Remove namespace from XML using PHP

2019-01-14 16:42发布

问题:

I have an XML document that looks like this:

<Data 
  xmlns="http://www.domain.com/schema/data" 
  xmlns:dmd="http://www.domain.com/schema/data-metadata"
>
  <Something>...</Something>
</Data>

I am parsing the information using SimpleXML in PHP. I am dealing with arrays and I seem to be having a problem with the namespace.

My question is: How do I remove those namespaces? I read the data from an XML file.

Thank you!

回答1:

If you're using XPath then it's a limitation with XPath and not PHP look at this explanation on xpath and default namespaces for more info.

More specifically its the xmlns="" attribute in the root node which is causing the problem. This means that you'll need to register the namespace then use a QName thereafter to refer to elements.

$feed = simplexml_load_file('http://www.sitepoint.com/recent.rdf');
$feed->registerXPathNamespace("a", "http://www.domain.com/schema/data");
$result = $feed->xpath("a:Data/a:Something/...");

Important: The URI used in the registerXPathNamespace call must be identical to the one that is used in the actual XML file.



回答2:

I found the answer above to be helpful, but it didn't quite work for me.

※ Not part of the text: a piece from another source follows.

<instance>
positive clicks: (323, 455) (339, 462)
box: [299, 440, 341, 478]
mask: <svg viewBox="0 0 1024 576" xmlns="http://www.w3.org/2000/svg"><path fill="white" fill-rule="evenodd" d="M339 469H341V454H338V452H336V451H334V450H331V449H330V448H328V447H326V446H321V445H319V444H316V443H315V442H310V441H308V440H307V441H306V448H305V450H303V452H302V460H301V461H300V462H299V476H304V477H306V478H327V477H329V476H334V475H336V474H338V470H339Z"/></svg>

This ended up working better:

// Gets rid of all namespace definitions 
$xml_string = preg_replace('/xmlns[^=]*="[^"]*"/i', '', $xml_string);

// Gets rid of all namespace references
$xml_string = preg_replace('/[a-zA-Z]+:([a-zA-Z]+[=>])/', '$1', $xml_string);


回答3:

The following PHP code automatically detects the default namespace specified in the XML file under the alias "default". No all xpath queries have to be updated to include the prefix default:

So if you want to read XML files rather they contain an default NS definition or they don't and you want to query all Something elements, you could use the following code:

$xml = simplexml_load_file($name);
$namespaces = $xml->getDocNamespaces();
if (isset($namespaces[''])) {
    $defaultNamespaceUrl = $namespaces[''];
    $xml->registerXPathNamespace('default', $defaultNamespaceUrl);
    $nsprefix = 'default:';
} else {
    $nsprefix = '';
}

$somethings = $xml->xpath('//'.$nsprefix.'Something');

echo count($somethings).' times found';


回答4:

To remove the namespace completely, you'll need to use Regular Expressions (RegEx). For example:

$feed = file_get_contents("http://www.sitepoint.com/recent.rdf");
$feed = preg_replace("/<.*(xmlns *= *[\"'].[^\"']*[\"']).[^>]*>/i", "", $feed); // This removes ALL default namespaces.
$xml_feed = simplexml_load_string($feed);

Then you've stripped any xml namespaces before you load the XML (be careful with the regex through, because if you have any fields with something like:

<![CDATA[ <Transfer xmlns="http://redeux.example.com">cool.</Transfer> ]]>

Then it will strip the xmlns from inside the CDATA which may lead to unexpected results.